Abstract Body (Do not enter title and authors here): Introduction: Specific ceramides play a crucial role in cellular senescence by upregulating the SASP in the vasculature, leading to atherosclerosis in the aging population. Gut microbiota is emerging as a regulator of circulating ceramides in the host. However, it remains unknown what/how gut bacteria causally regulate ceramide-induced perivascular adipose tissue (PVAT) and endothelial cell (EC) senescence in aging.
Methods: To address the knowledge gap in gut-derived ceramides and their regulation of (peri)vascular aging, we performed high-throughput multi-omics (fecal shotgun metagenomics and plasma LC-MS/MS lipidomics) coupled with bacterial colonization, senescence, and cell-cell interaction studies.

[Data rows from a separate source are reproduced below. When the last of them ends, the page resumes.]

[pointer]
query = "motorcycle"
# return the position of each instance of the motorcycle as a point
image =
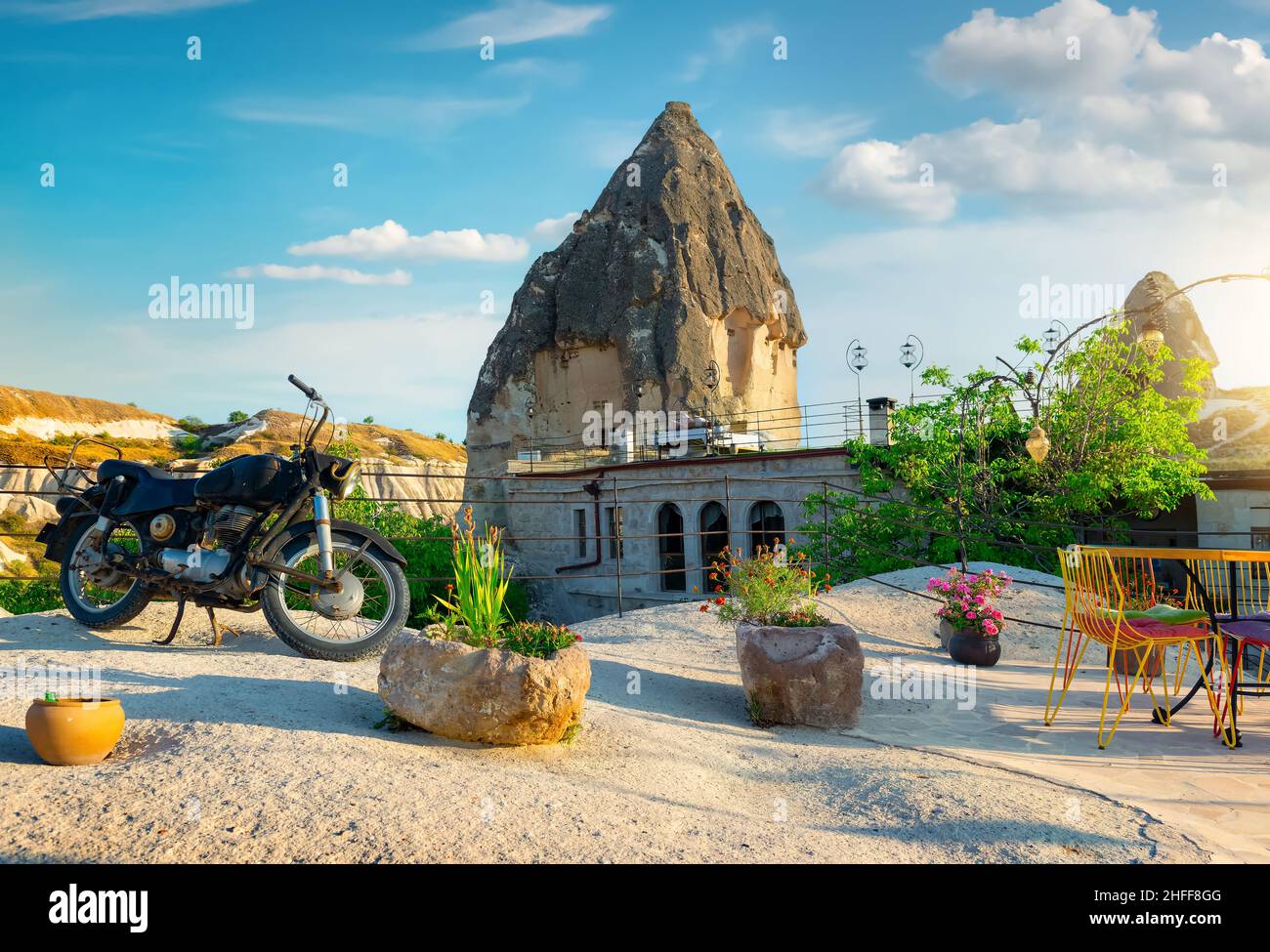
(255, 533)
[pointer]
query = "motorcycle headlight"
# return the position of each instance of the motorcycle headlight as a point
(344, 477)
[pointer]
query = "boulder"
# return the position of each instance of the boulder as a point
(483, 694)
(801, 676)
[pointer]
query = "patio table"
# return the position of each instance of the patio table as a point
(1224, 623)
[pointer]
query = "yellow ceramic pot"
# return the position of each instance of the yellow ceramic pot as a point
(75, 730)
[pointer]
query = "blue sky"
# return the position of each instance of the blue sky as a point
(1045, 169)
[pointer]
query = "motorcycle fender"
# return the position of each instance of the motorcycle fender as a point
(310, 528)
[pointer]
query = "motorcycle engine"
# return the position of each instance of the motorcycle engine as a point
(223, 528)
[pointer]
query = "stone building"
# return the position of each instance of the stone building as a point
(646, 532)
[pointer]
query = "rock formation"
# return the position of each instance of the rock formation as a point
(668, 271)
(1156, 297)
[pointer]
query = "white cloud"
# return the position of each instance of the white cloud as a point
(516, 21)
(724, 45)
(883, 176)
(554, 229)
(804, 134)
(321, 271)
(394, 240)
(1029, 55)
(75, 11)
(956, 286)
(1126, 123)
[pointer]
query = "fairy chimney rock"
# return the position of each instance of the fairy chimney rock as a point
(665, 273)
(1156, 299)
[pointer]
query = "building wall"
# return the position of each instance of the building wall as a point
(541, 508)
(1233, 511)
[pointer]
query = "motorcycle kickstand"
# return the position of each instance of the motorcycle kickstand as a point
(176, 623)
(217, 627)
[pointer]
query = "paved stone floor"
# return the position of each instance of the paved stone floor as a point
(1180, 774)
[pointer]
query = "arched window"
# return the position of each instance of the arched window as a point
(712, 523)
(669, 547)
(766, 524)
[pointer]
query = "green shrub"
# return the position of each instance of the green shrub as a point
(23, 597)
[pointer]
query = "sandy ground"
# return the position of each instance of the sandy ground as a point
(249, 753)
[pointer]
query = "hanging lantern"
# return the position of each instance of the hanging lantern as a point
(1150, 337)
(1037, 443)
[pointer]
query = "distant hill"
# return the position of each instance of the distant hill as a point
(34, 423)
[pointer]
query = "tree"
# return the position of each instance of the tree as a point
(959, 482)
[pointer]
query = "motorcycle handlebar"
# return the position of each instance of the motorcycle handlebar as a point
(304, 388)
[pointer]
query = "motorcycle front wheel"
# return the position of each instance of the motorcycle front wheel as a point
(344, 626)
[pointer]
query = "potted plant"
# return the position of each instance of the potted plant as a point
(795, 665)
(968, 614)
(74, 730)
(478, 674)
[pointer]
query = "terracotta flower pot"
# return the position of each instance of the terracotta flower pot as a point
(970, 647)
(74, 730)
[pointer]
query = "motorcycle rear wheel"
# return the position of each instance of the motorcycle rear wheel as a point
(92, 604)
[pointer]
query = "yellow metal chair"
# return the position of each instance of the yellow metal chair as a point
(1095, 609)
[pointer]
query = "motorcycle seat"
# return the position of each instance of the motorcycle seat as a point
(150, 487)
(109, 469)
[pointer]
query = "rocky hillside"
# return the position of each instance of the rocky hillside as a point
(33, 424)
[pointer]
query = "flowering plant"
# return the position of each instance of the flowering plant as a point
(773, 587)
(968, 600)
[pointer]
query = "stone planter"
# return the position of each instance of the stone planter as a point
(483, 694)
(947, 631)
(801, 676)
(74, 730)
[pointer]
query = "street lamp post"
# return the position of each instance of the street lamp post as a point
(858, 358)
(710, 382)
(529, 414)
(912, 352)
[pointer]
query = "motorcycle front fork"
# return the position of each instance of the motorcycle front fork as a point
(325, 551)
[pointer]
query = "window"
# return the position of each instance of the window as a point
(614, 532)
(669, 547)
(712, 523)
(766, 524)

Results: Our metagenomic and plasma lipidomic studies on human (TwinsUK Aging Cohort, n=900; Aging Heart Zurich Cohort, n>800) and mouse (>24 vs. 3 months, n=6) aging cohorts pinpointed a higher abundance of Bacteroides thetaiotaomicron (B. theta) harboring the serine palmitoyltransferase (SPT) gene, synthesizing deleterious ceramides C18:1/16:0 and C18:1/18:0 in old hosts. Importantly, plasma levels of the ceramides were positively associated with major adverse cardiovascular events (MACE) in atherosclerotic CVD patients within the Aging Heart Zurich Cohort (n=105).
In vivo colonization of young mice with B. theta (4-weeks) confirmed a marked increase in circulating Cer 18:1/16:0 and 18:1/18:0, accompanied by higher signals of the SASP component IL6 and the proliferative arrest marker p16^INK4a in aortic PVAT and ECs. These mice also exhibited reduced vasorelaxation responses and angiogenic incompetence.

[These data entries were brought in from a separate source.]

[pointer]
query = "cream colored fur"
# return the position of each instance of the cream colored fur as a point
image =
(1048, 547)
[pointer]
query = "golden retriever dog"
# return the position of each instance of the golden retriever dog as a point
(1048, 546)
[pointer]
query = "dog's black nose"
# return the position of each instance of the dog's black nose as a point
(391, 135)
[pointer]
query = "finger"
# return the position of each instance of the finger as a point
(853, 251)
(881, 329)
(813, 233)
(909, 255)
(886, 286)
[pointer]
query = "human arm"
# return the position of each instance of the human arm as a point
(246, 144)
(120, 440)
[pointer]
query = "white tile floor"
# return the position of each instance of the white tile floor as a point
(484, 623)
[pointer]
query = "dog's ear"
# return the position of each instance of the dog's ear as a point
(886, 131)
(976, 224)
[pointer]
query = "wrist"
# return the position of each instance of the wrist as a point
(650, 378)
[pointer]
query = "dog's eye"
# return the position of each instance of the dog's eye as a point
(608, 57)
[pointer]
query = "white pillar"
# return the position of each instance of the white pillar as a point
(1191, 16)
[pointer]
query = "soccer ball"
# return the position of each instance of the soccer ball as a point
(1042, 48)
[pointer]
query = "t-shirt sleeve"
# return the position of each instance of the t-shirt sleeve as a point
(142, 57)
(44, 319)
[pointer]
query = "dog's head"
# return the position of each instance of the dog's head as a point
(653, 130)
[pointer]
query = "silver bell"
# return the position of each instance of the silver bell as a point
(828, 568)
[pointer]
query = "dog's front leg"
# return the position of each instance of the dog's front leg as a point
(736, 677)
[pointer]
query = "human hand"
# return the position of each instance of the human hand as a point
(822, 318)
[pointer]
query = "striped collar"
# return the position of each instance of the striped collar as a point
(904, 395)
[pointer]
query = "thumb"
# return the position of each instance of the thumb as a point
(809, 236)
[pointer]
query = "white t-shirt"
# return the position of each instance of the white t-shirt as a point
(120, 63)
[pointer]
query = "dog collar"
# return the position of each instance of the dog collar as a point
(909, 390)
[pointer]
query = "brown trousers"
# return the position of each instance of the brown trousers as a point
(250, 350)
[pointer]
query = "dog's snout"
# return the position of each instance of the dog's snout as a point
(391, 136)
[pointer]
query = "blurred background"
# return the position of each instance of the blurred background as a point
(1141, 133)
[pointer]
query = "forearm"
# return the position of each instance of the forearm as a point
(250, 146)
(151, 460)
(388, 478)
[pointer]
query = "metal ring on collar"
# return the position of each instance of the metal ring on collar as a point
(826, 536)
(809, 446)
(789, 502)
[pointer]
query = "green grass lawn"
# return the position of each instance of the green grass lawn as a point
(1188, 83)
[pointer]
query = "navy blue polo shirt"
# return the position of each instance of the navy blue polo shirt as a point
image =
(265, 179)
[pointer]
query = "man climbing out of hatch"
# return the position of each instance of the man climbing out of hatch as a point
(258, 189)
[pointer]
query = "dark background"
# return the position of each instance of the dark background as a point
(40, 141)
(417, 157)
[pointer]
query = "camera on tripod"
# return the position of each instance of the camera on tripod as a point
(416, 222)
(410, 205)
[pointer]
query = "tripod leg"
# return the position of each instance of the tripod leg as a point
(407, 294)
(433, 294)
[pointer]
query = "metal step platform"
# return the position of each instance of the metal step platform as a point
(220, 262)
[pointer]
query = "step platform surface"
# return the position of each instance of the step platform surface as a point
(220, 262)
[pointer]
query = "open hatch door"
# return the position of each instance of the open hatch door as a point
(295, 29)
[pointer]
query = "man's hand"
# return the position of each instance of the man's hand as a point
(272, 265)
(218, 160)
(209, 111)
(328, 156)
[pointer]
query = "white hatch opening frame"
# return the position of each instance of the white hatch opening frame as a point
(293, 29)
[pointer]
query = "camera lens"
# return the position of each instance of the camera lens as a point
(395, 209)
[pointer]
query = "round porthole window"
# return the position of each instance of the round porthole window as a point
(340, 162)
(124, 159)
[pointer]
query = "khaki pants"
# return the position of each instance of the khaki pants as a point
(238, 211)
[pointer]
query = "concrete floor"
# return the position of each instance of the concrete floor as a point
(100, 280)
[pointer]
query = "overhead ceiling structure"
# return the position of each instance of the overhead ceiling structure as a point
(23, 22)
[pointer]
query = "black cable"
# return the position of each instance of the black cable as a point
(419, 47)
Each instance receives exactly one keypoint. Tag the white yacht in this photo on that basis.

As a proof of concept, our PVAT-EC co-culture studies demonstrated that addition of the ceramides induces senescence and dysfunction in PVAT by upregulating Notch1 signaling. This upregulation increases IL1β and its downstream IL6, leading to the downregulation of adipocyte function markers UCP1 and adiponectin. The released IL6 also induced a senescence phenotype in ECs, evidenced by increased SA-β-gal activity, DNA damage response (↑ γ-H2A.X), telomere attrition (↓ hTERT), and proliferative arrest (↑ p16^INK4a & p19^INK4d).

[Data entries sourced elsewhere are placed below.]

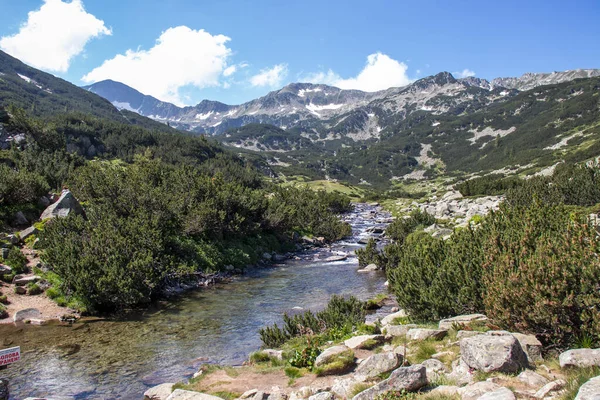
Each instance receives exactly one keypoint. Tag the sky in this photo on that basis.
(184, 51)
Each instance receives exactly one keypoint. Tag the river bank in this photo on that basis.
(121, 357)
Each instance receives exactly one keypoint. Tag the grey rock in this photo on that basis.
(580, 358)
(532, 379)
(160, 392)
(424, 334)
(26, 314)
(493, 353)
(589, 390)
(180, 394)
(377, 364)
(66, 204)
(358, 342)
(476, 390)
(553, 386)
(329, 354)
(409, 378)
(498, 394)
(461, 320)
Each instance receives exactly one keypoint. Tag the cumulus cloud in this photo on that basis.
(272, 77)
(180, 57)
(465, 73)
(381, 72)
(53, 35)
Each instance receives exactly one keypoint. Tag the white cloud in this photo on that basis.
(230, 70)
(180, 57)
(53, 35)
(270, 76)
(381, 72)
(465, 73)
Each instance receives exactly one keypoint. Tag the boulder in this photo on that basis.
(434, 369)
(580, 358)
(589, 390)
(397, 330)
(424, 334)
(26, 314)
(329, 355)
(21, 280)
(389, 319)
(408, 378)
(369, 268)
(160, 392)
(25, 233)
(322, 396)
(359, 342)
(532, 379)
(377, 364)
(490, 353)
(476, 390)
(64, 206)
(553, 386)
(448, 323)
(180, 394)
(498, 394)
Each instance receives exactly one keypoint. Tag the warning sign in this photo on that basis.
(9, 356)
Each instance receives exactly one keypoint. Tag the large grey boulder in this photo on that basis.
(180, 394)
(498, 394)
(476, 390)
(448, 323)
(490, 353)
(66, 204)
(589, 390)
(330, 354)
(26, 314)
(424, 334)
(580, 358)
(160, 392)
(377, 364)
(359, 342)
(408, 378)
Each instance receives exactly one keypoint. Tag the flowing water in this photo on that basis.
(121, 358)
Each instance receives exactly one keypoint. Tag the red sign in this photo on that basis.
(9, 356)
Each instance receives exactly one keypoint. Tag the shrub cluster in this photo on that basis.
(532, 266)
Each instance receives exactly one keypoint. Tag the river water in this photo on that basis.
(121, 358)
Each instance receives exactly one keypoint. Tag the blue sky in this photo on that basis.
(184, 51)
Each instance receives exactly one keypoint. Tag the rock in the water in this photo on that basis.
(160, 392)
(377, 364)
(20, 219)
(66, 204)
(580, 358)
(397, 330)
(329, 355)
(180, 394)
(369, 268)
(532, 379)
(360, 342)
(476, 390)
(26, 314)
(424, 334)
(589, 390)
(389, 319)
(459, 320)
(322, 396)
(489, 353)
(498, 394)
(434, 369)
(25, 233)
(553, 386)
(409, 378)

Conclusion: This research identifies B. theta as a causal contributor to deleterious ceramides in the host circulation, leading to (peri)vascular senescence and dysfunction in aging. Targeting B. theta offers a novel microbiome-based approach to decelerate (peri)vascular senescence and extend healthspan, with potential clinical applications.